Thursday, March 21, 2013

Getting blown away by Touchscreen Laptops – Intel at the CES 2013

The next gen of laptops was unveiled at the CES 2013
The Intel booth, one of the largest at the show was buzzing with activity when the prototypes based on touch were unveiled on Monday.
The Ultrabook Branding
Intel has started to insist on touchscreen for laptops to get its Ultrabook branding. 
These laptops are based on Windows 8 operating system and Haswell Chipset. 
The changes that it brings to the table in terms of improvement in performance have been encouraging. 
This starts with battery which is promised to last at least for 8 hours. This is definitely much better than the current set of laptops and Ultrabooks based on Ivy Bridge, Intel Core 3rd Generation processors which offer battery life up to 6 hours. 
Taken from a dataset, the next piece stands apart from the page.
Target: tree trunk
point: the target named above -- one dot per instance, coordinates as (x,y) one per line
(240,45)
They also support the Intel Wireless Display which enables laptop’s display to extend to a High Definition TV or monitor through a HDMI Doggle.
The Intel’s latest Haswell chips, provides the much needed impetus for Intel’s quest for next gen devices with longer battery life and bigger processing capabilities.
Small and light efficient Ultrabooks have been made possible due to the improved design. 
We are talking of thicknesses up to 17 mm with the attached keyboard and an unbelievable 10 mm without it. 
The other products on display at the Intel’s booth included tablets from the stables of Acer, Samsung, Dell, Sony and Toshiba based on the new platform. 
It remains to be seen how the Windows 8 based Ultrabooks with detachable screens and convertibles will find acceptance in the market.
The prices of Ultrabooks have continued to remain at $1000, with the entry level ones at $600 since it was introduced. But the prediction of Intel that prices will come down remains to be seen.
Looking into the future
Intel has been pushing convertible tablets and notebooks with the reference designs, unveiled based on the Intel Core i5 or i7 processor family. 
Intel is promising a more than 10 hour battery life and features like sensors, accelerometers to improve performance.
The current trend of Windows 8 convertibles are looked at as the next big thing. 
Transformer Book from Asus, Ideapad Yoga series from Lenovo, XPS 12 from Dell, Elitebook Revolve from HP, Toshiba Satellite U925t and Vaio Duo 11 from Sony are some of the convertibles with no detachable screens. 
The promise of efficient processing and higher performance has been due to the ability to keep the processor from overheating for longer periods of time, in spite of the electronic hardware residing under the keyboard.
Looking at the detachable-screen hybrids, there are a number of upcoming models. The Envy Touchsmart X2 from HP, Ideapad Lynx from Lenovo, Microsoft Surface RT, Ativ Series from Samsung is promised to be the next gen tablet cum hybrid laptops. 
With Intel’s Clover trail based processors preferred by PC makers to keep the processor cool, the electronics can be put behind the screen for the detachable models. 
This enables tablets to last for more than 10 hours, up to 3 weeks standby, improved processing capability over the previous generation of processors.
Newer Models
Also at the CES 2013, Intel unveiled a new smartphone platform called Lexington which will be offered initially by smartphone makers Safaricom, Lava and Acer. 
This is said to be as a low power platform. The other exciting offerings by Intel include developing of gesture-controlled gaming, starting with a version for the game Portal 2.
The Bay Trail processor, a new addition to the quad-core family was also unveiled with the promise of improving tablet performance, up to doubling the computing power of tablets powered by Intel processors.
Intel has also been pushing the concept of perpetual computing which is the next big cool concept according to Intel
The devices are supposed to get senses just like we humans have. 
This would set the ball for the era of mouse less computing rolling. 
The ultimate objective is to blur the line between notebook, tablet and PC. But the success of all Intel’s initiatives would depend primarily on the pricing and ease of usability of the devices.